Pourquoi donc le scandale autour de ces fournitures à la Syrie a-t-il éclaté justement en ce moment ? La réponse n’est que trop évidente. Une rencontre entre le président américain George Bush et le président russe Vladimir Poutine aura lieu dans quelques jours à Bratislava. Bien que Washington et Moscou ne cessent d’affirmer que rien n’a changé, en principe, dans les rapports amicaux entre les deux présidents, certains voudraient compliquer au maximum ces rapports. Bien entendu, dans leurs propres intérêts.

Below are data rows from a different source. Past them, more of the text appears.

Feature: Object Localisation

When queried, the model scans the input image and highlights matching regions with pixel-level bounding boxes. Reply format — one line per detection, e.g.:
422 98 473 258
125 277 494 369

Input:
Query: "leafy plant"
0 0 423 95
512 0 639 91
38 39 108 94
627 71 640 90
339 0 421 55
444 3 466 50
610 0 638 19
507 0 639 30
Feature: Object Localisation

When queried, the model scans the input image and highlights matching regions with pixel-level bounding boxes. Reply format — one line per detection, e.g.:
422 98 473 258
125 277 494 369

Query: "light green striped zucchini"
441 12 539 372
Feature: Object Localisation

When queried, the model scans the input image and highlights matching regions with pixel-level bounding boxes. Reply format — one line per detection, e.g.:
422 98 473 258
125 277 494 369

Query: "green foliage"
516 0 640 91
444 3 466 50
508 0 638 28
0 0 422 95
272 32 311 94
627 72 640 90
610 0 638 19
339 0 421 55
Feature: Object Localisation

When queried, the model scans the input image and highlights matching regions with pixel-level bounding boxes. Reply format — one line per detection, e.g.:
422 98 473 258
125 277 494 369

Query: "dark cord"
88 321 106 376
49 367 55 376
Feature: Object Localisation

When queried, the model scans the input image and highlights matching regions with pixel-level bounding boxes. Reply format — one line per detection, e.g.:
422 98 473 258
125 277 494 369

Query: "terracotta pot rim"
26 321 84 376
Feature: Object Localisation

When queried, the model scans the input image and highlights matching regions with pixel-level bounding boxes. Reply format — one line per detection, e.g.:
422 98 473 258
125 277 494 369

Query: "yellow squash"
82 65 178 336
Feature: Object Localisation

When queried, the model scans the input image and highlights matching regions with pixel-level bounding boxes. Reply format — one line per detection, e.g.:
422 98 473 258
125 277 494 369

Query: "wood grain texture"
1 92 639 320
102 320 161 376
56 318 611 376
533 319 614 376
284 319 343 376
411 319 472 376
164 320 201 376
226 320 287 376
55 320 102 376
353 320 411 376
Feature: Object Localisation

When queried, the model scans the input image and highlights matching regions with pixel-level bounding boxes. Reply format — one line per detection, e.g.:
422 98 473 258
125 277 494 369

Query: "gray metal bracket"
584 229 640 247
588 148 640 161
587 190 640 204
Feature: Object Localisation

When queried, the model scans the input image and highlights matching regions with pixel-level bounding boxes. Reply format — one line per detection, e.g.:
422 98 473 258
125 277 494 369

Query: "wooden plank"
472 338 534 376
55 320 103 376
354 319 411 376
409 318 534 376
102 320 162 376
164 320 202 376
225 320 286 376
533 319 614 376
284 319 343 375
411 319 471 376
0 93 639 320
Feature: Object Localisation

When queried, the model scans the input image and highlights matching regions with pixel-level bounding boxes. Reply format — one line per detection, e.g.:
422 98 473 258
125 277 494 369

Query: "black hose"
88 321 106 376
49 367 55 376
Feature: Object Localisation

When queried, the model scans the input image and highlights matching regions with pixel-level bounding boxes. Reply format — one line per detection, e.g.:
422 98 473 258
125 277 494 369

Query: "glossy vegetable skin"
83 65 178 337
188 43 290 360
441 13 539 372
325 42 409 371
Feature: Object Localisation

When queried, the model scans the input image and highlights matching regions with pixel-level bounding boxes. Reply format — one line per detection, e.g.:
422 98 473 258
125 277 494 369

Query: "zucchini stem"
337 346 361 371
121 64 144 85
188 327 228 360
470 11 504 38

Ils voudraient, au moins, évincer la Russie du marché proche-oriental des armements pour occuper sa place. Or, il lui « rapporte » environ 1,5 milliard de dollars par an. L’enjeu est important. Un autre objectif n’est pas non plus exclu, à savoir montrer aux États naïfs que toutes les décisions ayant trait à la situation dans cette région ne sont adoptées qu’à Tel-Aviv et à Washington, et non pas à Moscou ou dans d’autres capitales, y compris européennes. Et encore moins aux Nations unies et au Conseil de sécurité de l’ONU, avec toutes les conséquences qui en découlent. Enfin, certains jugent utile de torpiller la signature, prévue dans la capitale de la Slovaquie, de l’accord sur le renforcement du contrôle des États-Unis et de la Russie sur les systèmes de missiles de DCA portables.
Les hommes politiques, même les diplomates, ne comprennent pas tous, loin s’en faut, la différence qui existe entre le système de DCA portable Igla et le système d’appareils de commande et de modules de lancement Strelets. D’aucuns espèrent probablement que les deux présidents n’auront pas le temps à Bratislava de débrouiller ces distinctions de principe. Pour certains, il est important de montrer que, même sans signer le document, la Russie l’enfreint déjà grossièrement. Hélas, ces procédés n’ont rien de nouveau. Espérons qu’ils s’avéreront inefficaces.